Though longing as she was to see a return of the laughing, leg pulling Ralph, that small percentage of doubt that Nash might not be at the register office tomorrow, no
five thousand pounds forthcoming, kept her from telling Ralph that soon his worries would be over. As it was she was racking her brains to think up some good explanation of where she had got the money from. As unhappy as Ralph undoubtedly was, worried out of his mind, he would have a fit for certain if he had the smallest inclination of what she was contemplating on his behalf.
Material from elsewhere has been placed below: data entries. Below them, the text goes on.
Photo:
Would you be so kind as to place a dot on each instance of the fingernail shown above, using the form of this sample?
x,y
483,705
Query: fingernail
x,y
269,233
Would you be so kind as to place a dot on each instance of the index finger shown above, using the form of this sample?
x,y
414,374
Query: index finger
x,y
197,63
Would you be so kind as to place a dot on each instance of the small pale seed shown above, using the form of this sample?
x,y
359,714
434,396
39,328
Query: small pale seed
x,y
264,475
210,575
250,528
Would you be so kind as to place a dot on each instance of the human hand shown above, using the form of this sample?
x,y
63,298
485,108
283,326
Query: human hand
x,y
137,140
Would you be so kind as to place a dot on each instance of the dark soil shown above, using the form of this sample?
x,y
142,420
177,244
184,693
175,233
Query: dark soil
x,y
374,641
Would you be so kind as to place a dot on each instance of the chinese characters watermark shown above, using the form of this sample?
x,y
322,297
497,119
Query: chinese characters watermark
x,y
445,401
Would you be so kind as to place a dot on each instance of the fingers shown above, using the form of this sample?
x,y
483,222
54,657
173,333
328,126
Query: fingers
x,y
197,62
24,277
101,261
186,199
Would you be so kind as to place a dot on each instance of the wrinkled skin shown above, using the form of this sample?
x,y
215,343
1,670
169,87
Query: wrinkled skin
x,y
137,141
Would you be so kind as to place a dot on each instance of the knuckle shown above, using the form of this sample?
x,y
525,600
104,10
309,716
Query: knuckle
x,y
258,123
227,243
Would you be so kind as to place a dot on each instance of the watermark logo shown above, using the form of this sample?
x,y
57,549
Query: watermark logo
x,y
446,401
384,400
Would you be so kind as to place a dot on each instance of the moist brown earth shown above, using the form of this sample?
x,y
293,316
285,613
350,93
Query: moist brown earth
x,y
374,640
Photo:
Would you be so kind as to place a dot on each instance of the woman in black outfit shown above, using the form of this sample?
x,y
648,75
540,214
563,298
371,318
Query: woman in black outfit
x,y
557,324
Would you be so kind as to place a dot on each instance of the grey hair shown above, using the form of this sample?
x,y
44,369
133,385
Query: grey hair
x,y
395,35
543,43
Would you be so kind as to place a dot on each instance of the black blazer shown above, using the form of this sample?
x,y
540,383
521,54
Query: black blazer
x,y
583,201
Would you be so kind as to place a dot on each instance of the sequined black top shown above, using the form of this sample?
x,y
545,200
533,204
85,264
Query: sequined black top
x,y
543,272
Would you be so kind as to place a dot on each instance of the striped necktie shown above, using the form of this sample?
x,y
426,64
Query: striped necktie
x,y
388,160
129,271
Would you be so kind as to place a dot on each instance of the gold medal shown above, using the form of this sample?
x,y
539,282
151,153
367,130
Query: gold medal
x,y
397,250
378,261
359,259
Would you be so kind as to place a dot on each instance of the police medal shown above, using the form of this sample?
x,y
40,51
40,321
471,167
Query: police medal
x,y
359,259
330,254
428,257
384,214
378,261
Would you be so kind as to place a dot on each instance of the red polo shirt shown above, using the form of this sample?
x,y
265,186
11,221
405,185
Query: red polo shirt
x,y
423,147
On Friday, solely to keep Ralph from suspecting that this Friday was different from any other Friday, she dressed exactly as she would if she intended going to work. Since she was still a junior in her job, seeming to spend half her time on the floor picking up pins, trousers were the most practical apparel.
'I'll try and get home early tonight,' she promised when Ralph glanced up as she went into the kitchen, the deeply etched grooves under his eyes telling her he had slept not a wink. Impulsively she went and put her arms around his bent shoulders, giving him a tight squeeze and having to hold hard on the urge to tell him everything would be all right. 'Try not to worry, love,' she said instead, which was no comfort at all, she knew, as he lifted his hand absently to pat her.